Even though Google releases Gemma 4, its open large language model, it has a brief historical significance. These models have the same technical and research base as the Gemini 3 Pro models, which were released late last year, and are a big step up from the proprietary larger language models. Gemma 4 brings those improvements to the open model, with a focus on advanced logic and agentic workflow. It is natively trained in over 140 languages.

The Gemma 4, with the reference to generation four in the name, is also available in four model sizes. It has Effective 2B (E2B), Effective 4B (E4B), 26B Mixture of Experts (MOE) and 31B Dense. The 26B and 31B models are ready for frontier intelligence with offline calculations on personal systems. The E2B and E4B models with smaller parameter sizes are more suitable for smartphones, mobile devices, and Internet of Things (IoT) ecosystems as well as edge devices, including the Raspberry Pi and Nvidia’s Jetson.
If you’re wondering how Gemma differs from Gemini, the main difference is that Gemma is an AI processing engine, not a chatbot-esque implementation. While the underlying technology is largely the same, Gemma is an open model that can be downloaded and run locally for free. It also brings greater flexibility to modify, fine-tune, and customize based on specific workflow and computing requirements. The fact that these models can be run locally and not on the cloud also has data privacy and cost benefits for many applications.
Convenience and flexibility extend to personal, business and enterprise use.
Google has teamed up with partners including Qualcomm, MediaTek, and Nvidia for these models. The new models are released under the Apache 2.0 license, meant to provide developers, researchers, and commercial entities significant freedom to use, modify, fix, and redistribute the models with minimal restrictions. Previously, that flexibility was comparatively limited.
“Purpose-built for advanced reasoning and agentic workflows, Gemma 4 delivers an unprecedented level of per-parameter intelligence.

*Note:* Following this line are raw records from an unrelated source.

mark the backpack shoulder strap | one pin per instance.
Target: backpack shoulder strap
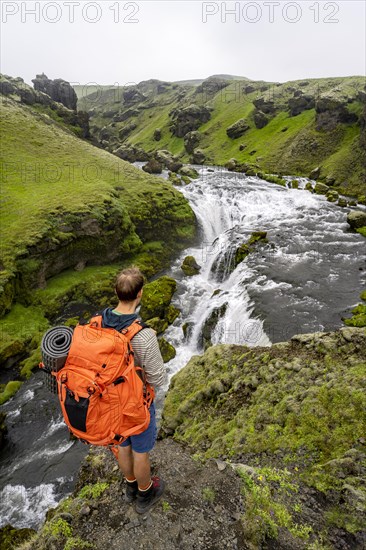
(134, 328)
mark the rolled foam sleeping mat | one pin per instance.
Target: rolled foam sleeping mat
(55, 346)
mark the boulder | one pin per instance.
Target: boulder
(167, 159)
(342, 202)
(267, 107)
(320, 188)
(212, 85)
(189, 171)
(157, 324)
(314, 174)
(237, 129)
(260, 120)
(356, 219)
(156, 297)
(133, 95)
(167, 350)
(300, 102)
(191, 141)
(198, 157)
(330, 111)
(153, 167)
(131, 153)
(231, 165)
(126, 130)
(210, 325)
(190, 266)
(188, 119)
(157, 134)
(59, 90)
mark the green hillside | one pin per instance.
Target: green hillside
(289, 128)
(72, 216)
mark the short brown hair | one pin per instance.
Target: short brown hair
(129, 282)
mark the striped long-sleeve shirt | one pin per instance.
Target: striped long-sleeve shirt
(147, 355)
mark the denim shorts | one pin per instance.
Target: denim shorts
(145, 441)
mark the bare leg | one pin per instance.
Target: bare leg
(125, 461)
(141, 468)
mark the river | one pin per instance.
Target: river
(309, 274)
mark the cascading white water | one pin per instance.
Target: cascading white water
(302, 228)
(310, 273)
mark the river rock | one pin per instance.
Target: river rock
(237, 129)
(314, 174)
(320, 188)
(167, 159)
(190, 266)
(356, 219)
(342, 202)
(189, 171)
(167, 350)
(156, 297)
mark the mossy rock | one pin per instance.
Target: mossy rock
(189, 171)
(320, 188)
(3, 430)
(171, 314)
(157, 324)
(342, 202)
(190, 266)
(167, 350)
(309, 187)
(11, 538)
(156, 297)
(243, 251)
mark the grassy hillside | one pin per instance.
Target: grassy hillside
(72, 216)
(294, 127)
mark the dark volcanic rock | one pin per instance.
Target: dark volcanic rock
(237, 129)
(300, 102)
(191, 141)
(260, 120)
(59, 90)
(133, 95)
(330, 111)
(188, 119)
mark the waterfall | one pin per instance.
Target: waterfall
(309, 274)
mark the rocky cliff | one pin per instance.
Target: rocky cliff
(282, 128)
(263, 448)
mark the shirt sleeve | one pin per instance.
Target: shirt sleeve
(147, 355)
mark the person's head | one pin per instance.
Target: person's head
(129, 284)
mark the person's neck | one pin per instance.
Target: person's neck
(126, 308)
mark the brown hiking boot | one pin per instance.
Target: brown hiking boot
(146, 499)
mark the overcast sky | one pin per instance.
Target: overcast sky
(110, 42)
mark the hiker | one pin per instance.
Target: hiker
(133, 453)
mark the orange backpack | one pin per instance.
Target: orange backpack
(104, 397)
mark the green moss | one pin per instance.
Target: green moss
(167, 350)
(156, 297)
(10, 389)
(227, 402)
(209, 494)
(93, 491)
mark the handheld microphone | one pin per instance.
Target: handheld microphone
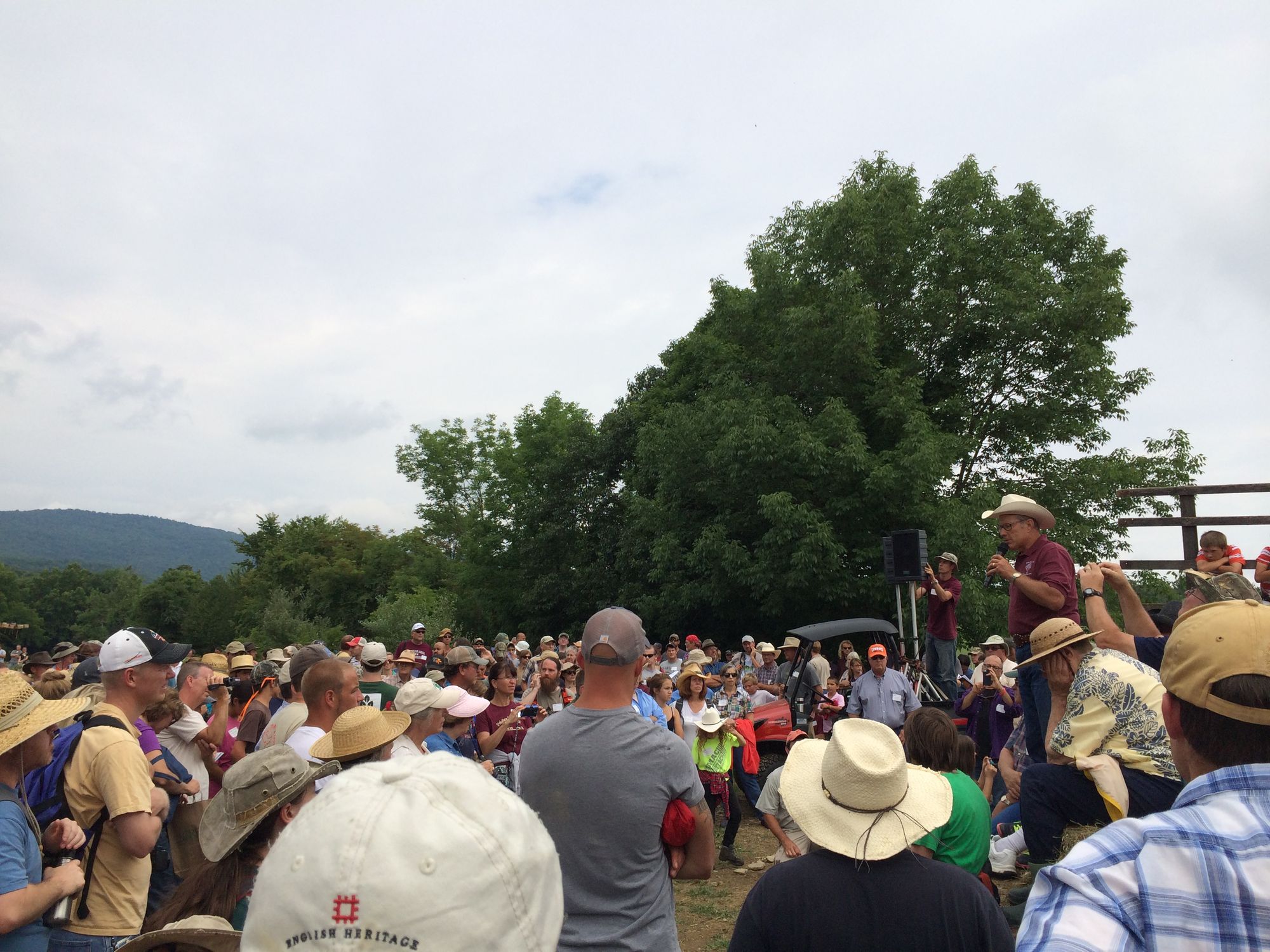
(1001, 550)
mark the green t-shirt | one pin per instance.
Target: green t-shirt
(378, 695)
(963, 841)
(714, 756)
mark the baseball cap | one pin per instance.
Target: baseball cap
(468, 706)
(342, 868)
(1215, 642)
(130, 648)
(622, 630)
(422, 695)
(465, 656)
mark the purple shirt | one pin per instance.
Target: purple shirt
(1050, 563)
(942, 616)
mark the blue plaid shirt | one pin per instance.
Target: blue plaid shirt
(1193, 878)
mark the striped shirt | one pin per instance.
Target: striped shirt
(1193, 878)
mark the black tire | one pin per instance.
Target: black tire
(769, 760)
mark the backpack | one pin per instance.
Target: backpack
(45, 789)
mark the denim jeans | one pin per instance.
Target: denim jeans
(942, 664)
(749, 781)
(63, 941)
(1056, 795)
(1034, 696)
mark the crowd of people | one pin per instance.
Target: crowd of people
(450, 794)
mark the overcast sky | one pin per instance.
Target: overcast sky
(244, 247)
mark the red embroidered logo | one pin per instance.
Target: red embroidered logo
(342, 904)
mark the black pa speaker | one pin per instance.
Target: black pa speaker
(905, 557)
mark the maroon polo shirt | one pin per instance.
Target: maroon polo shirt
(942, 616)
(1050, 563)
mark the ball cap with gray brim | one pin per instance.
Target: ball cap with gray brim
(857, 795)
(251, 790)
(1013, 505)
(345, 864)
(206, 932)
(1052, 635)
(130, 648)
(1216, 642)
(618, 629)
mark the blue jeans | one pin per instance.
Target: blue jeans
(1034, 696)
(1056, 795)
(63, 941)
(749, 781)
(942, 664)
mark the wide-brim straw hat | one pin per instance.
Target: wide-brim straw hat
(689, 671)
(23, 713)
(1014, 505)
(1052, 635)
(208, 932)
(857, 795)
(711, 722)
(359, 732)
(253, 789)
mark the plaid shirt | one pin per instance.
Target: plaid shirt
(1192, 878)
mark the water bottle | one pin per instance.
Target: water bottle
(59, 915)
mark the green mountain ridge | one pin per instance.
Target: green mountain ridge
(46, 539)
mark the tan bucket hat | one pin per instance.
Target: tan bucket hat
(359, 732)
(23, 713)
(858, 797)
(206, 932)
(1013, 505)
(1052, 635)
(253, 789)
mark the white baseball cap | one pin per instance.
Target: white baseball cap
(342, 873)
(421, 695)
(130, 648)
(374, 652)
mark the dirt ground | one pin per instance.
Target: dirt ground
(707, 909)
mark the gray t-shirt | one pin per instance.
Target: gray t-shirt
(601, 781)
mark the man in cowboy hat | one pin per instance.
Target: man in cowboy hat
(943, 591)
(1102, 704)
(863, 807)
(1192, 876)
(27, 728)
(606, 819)
(1042, 587)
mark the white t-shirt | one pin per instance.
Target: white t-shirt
(180, 739)
(302, 741)
(977, 676)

This success is based on incredible community momentum: since the launch of our first generation, developers have downloaded Gemma more than 400 million times, creating a vibrant Gemmaverse of more than 100,000 variants,” says Clément Farabet, vice president of research at Google DeepMind.
Arena AI, a public, web-based platform that evaluates large language models (LLMs), ranks Gemma 4’s 31 billion parameter model in third place (score of 1452) behind GLM-5 (1456 score) and KM’s 2.5 Thinking (1453 score), while the 26 billion parameter model is in sixth place (1441 score). GLM-5 is built by Chinese AI company Z.ai, while the Kimi model is developed by Chinese company Moonshot AI. OpenAI’s gpt-oss-20b open-weight language model, released in August, has a score of 1318.
Farabet says the Gemma 4 outperforms older models 20 times larger. Gemma 4 is expected to solve a variety of generative AI tasks with text, audio and image input, support for over 140 languages, and long context windows of up to 128K and 256K. The 31b and 26b parameter models are designed for high-end servers with powerful GPUs, including Nvidia’s H100.
“The 26b and 31b models are designed for high-performance logic and developer-centric workflows, making them well-suited for agentic AI. Optimized to deliver cutting-edge, accessible logic, these models run efficiently on Nvidia RTX GPUs and DGX Spark – empowering development environments, coding assistants, and agent-driven workflows,” says Michael Fukuyama, product manager at Nvidia.
The 2 billion and 4 billion parameter footprint of the E2B and E4B models, along with optimizations to preserve RAM and battery life, will be critical to the usability of Gemma 4 on mobile devices. Nvidia confirms that the Jetson Orin Nano supports Gemma 4 E2b and E4b variants, enabling multimodel inference on small, embedded and power-constrained systems, with the same model family scaling up to Jetson Thor on the Jetson platform.